El empresario salió tranquilo de la dependencia y se quedó aguardando mientras se apoyaba en la barandilla de madera de aquella primera planta. Eva, que no se aguantaba de los nervios, ya no se encontraba allí y se había retirado a su cuarto a la espera de noticias.
Transcurrido el tiempo estipulado… se oyó girar el mecanismo de la puerta que daba acceso al despacho de Giselle.
—¡Felicidades, Monsieur! La chica es suya. Dios, cuánto la voy a echar de menos. Va a suponer un golpe terrible, pero lo que yo no haga por ella… La verdad es que me costará trabajo acostumbrarme a su ausencia. En fin, c’est la vie, como decimos en nuestro país.

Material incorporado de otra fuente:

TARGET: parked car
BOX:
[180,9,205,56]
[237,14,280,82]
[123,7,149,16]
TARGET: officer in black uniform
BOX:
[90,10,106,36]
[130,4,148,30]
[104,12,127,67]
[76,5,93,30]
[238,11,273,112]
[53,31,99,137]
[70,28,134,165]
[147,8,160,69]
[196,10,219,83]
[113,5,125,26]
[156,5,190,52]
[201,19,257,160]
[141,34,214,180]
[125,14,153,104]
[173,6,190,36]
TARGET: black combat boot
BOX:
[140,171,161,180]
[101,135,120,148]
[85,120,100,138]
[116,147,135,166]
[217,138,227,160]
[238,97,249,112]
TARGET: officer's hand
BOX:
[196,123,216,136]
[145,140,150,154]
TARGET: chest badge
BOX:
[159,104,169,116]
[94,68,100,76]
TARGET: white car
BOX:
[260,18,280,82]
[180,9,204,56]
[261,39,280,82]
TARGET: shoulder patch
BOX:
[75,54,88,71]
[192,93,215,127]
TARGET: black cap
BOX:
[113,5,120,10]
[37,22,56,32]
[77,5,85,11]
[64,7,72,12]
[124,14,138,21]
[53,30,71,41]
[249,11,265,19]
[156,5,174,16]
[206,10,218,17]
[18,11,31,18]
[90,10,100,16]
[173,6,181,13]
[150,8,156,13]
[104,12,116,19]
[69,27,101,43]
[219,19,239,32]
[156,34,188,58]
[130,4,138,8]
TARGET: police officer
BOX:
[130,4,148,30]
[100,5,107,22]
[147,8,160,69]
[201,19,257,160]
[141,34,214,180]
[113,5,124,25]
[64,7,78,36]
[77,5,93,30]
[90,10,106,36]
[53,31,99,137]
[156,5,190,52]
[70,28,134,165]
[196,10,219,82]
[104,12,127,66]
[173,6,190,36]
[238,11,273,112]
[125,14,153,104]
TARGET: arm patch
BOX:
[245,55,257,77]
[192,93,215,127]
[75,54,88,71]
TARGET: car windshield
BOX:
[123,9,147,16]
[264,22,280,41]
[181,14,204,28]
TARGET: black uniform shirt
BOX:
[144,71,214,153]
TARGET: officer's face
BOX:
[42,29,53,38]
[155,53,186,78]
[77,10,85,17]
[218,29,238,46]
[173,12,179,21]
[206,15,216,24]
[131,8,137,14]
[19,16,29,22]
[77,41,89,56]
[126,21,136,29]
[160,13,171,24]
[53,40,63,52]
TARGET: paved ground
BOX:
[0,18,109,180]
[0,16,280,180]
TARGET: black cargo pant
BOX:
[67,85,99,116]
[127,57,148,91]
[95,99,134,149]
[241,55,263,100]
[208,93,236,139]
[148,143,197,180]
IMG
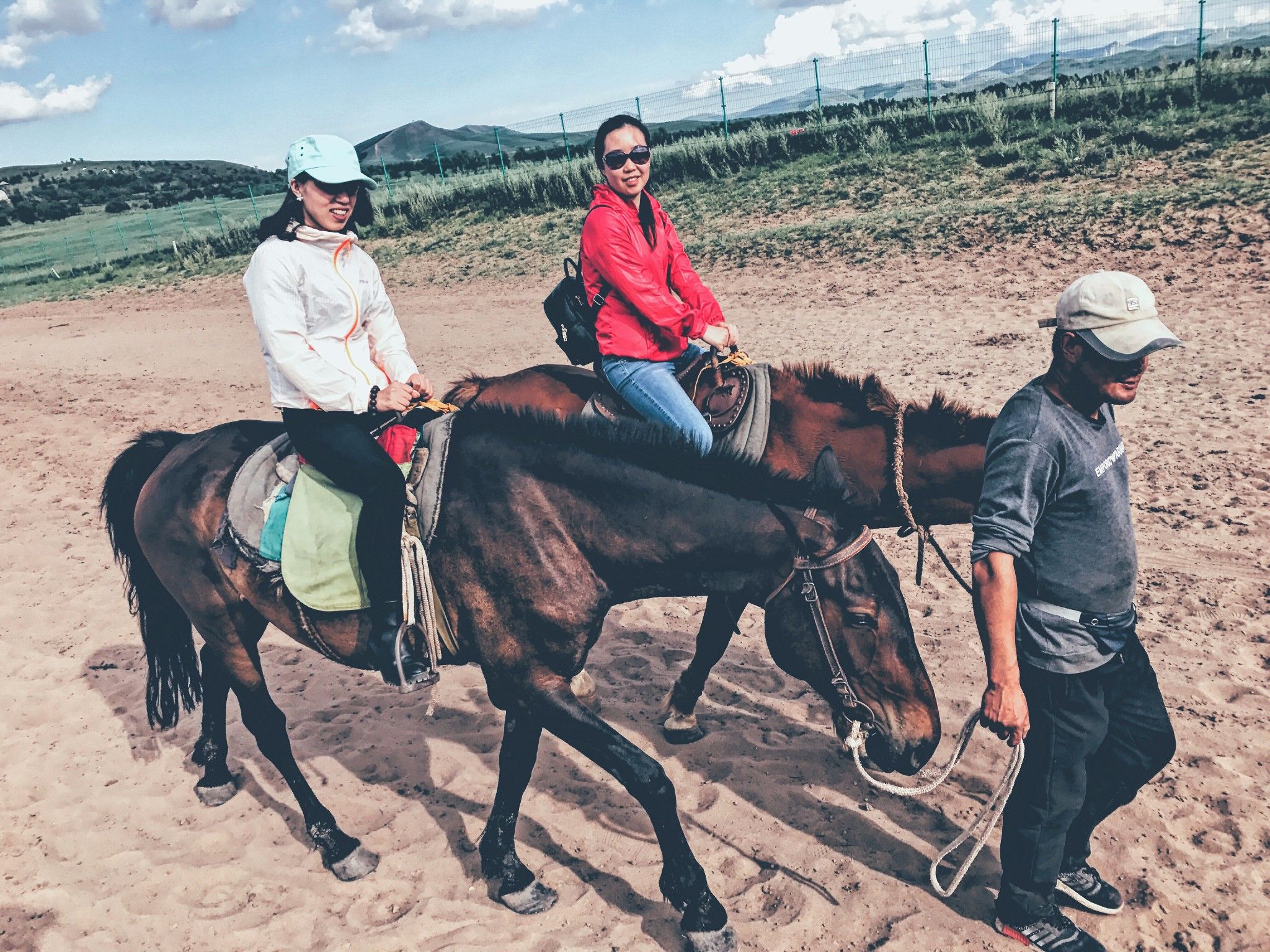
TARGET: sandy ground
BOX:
[0,245,1270,952]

—Pues no sabe cuánto me alegro por los tres —se atrevió a decir un feliz Armando mientras que le apretaba la mano a la Madame—. Con sinceridad, creo que hemos hecho un buen negocio. Las cosas son así. Pronto se recuperará de su nostalgia. En breve, todo volverá a la normalidad en «Le Paradis» y usted habrá sumado medio millón de pesetas a su cuenta corriente, sin intermediarios y sin sospechas. Creo que es para estar contenta ¿no le parece?
—Si usted lo dice… Sepa que se lleva usted a una de las mejores jovencitas de Madrid. Solo puedo afirmar… ¡que le aproveche! Espero que no se arrepienta de su decisión. Resultaría muy triste, especialmente para mi niña y, por supuesto, no recuperaría ni una sola moneda de la cantidad abonada.
—Claro, la comprendo. Quiero pensar que ya puedo disponer con libertad de Eva, incluso esta misma noche.
—Pues claro que no, Monsieur. ¿Qué se ha creído? ¿Por qué me iba yo a fiar de usted? Es nuestro segundo encuentro y no tenemos esa confianza.
—Sí, tiene razón, lo suponía.
En ese momento, Armando rebuscó en su elegante chaqueta en un bolsillo aislado con cremallera y en el que existía un sobre abultado. Se sentó en el sofá y tras abrirlo, se puso a contar un fajo considerable de billetes.
Unos segundos después, el empresario le hacía entrega a la mujer del sobre con su contenido.